Di Vittorio Venditti
(Foto), Di Salvatore Di Maria
Ma Cos’è Questa Crisi – Rodolfo De Angelis
Avevo promesso che sarei tornato sull’argomento ed eccomi qua, lento ma inesorabile, come un panzer, (e a trippa me lo posso permettere), attivo per distruggere ogni forma di inutile, quanto becero piagnisteo.
Come altri, io sono del parere che, se crisi vuol dire cambiamento, finché ci sarà la possibilità di pensare di poter usufruire di almeno un minuto di vacanza pagata, non essendoci cambiamento nel modo di comportarsi, automaticamente non c’è crisi.
Quanto sto blaterando, lo si può evincere da questa foto, (scattata domenica scorsa, quindi, non durante un periodo di vacanza), che la dice lunga sul fatto che, al pianto di dolore, non corrisponde proporzionalmente la desertificazione domenicale dei punti di ritrovo.
Chi è in crisi, soprattutto se dalle stelle è diretto alla stalla, non può aver tempo per bighellonare in piazza, neppure se tal ozio avviene durante la domenica pomeriggio.
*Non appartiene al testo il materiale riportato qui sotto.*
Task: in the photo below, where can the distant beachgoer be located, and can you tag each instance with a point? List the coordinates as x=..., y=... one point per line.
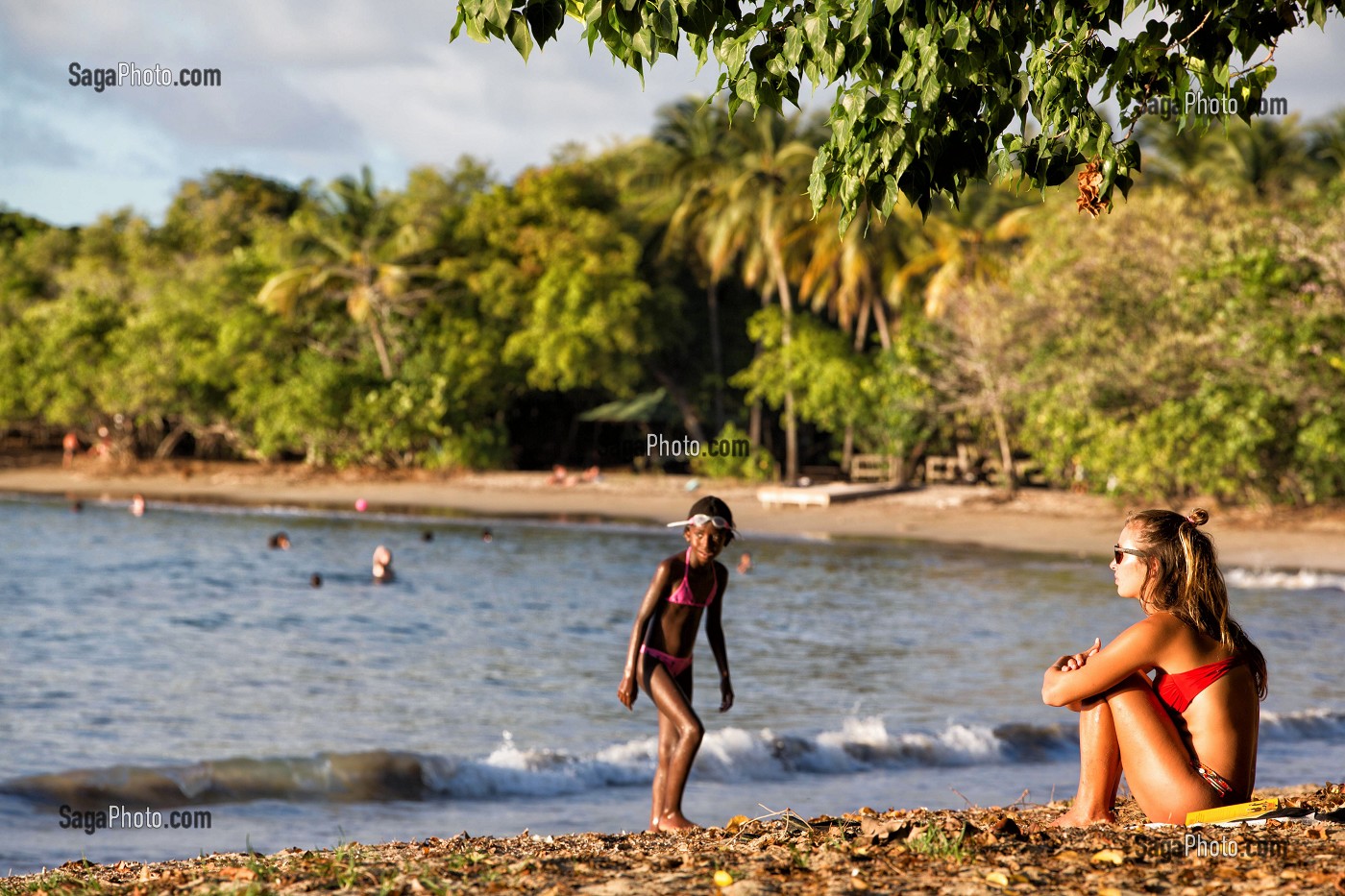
x=69, y=446
x=1186, y=740
x=101, y=448
x=382, y=566
x=658, y=658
Ricordo a me stesso infatti, che dovendo ottemperare ad un impegno, studio, lavoro ecc., e valendo il proverbio che recita:
“Prima il dovere, poi il piacere”,
Nessuno può avere tempo da perdere stando senza far niente.
Se esiste la possibilità di oziare, o si è mandata in vacanza l’intelligenza, oppure si è masochisti nella maniera più estrema.
Diversamente, vuol dire che uno spiraglio di ben’essere esiste ancora, e se questo ben’essere esiste, non c’è cambiamento, quindi non c’è crisi.
Sì, è vero, a Pasqua tutti abbiamo potuto notare con soddisfazione che i cassonetti non erano ricolmi all’inverosimile di cibo avanzato, buttato per la delizia di cani e gatti, ma questo non significa che c’è crisi; vuol solo dire che, finalmente, chi finora ha sprecato, ha avuto il giusto giro di vite.
Prova ne sia il fatto che, come per Pasqua dello scorso anno, e (come credo) per Pasqua del prossimo anno, chi è rientrato a Gambatesa anche quest’anno, lo ha fatto senza modificare una virgola del proprio comportamento.
Prova ne sia il fatto che, nonostante la crisi, si riescano ancora ad organizzare feste e convegni, del tipo di quello che domenica prossima vedrà a Roma coloro che hanno soldi e tempo per “omaggiare” chi, a Gambatesa, non ha quasi mai messo piede, ne ha fatto nulla per quel paese che ora lo ringrazia.
E chi finora è stato diligente?
A questa piccola parte di italiani, non resta altro da fare che avere ancora un po’ di pazienza, visto che, sapendo non sprecare, sarà sicuramente in grado di apprezzare i futuri vantaggi, promessi da Super Mario, dopo il Grande Salasso.
Queste persone, possono ancora sperare, non avendo viste “Accise” sul bene che considerato primario nei momenti di socializzazione, viene ancora lasciato indenne da salassi.
Sì, perché c’è ancora chi, senza piangere di dolore, sa come ritagliarsi un momento, e godere nel veder piangere i falsi arricchiti, gente che gioca in borsa dopo essere rientrata dall’appezzamento di terreno, che ovviamente non ha zappato, per incapacità e voglia di assegnazione dei propri problemi ad altri.
Come andrà a finire?
Assunto che come ho già farneticato prima di Pasqua, Super Mario ha comunque avuta ragione di agire, tutti, specialmente chi finora ha voluto operare onestamente, attendiamo di mietere il frutto di sacrifici, imposti in nome dell’unità europea.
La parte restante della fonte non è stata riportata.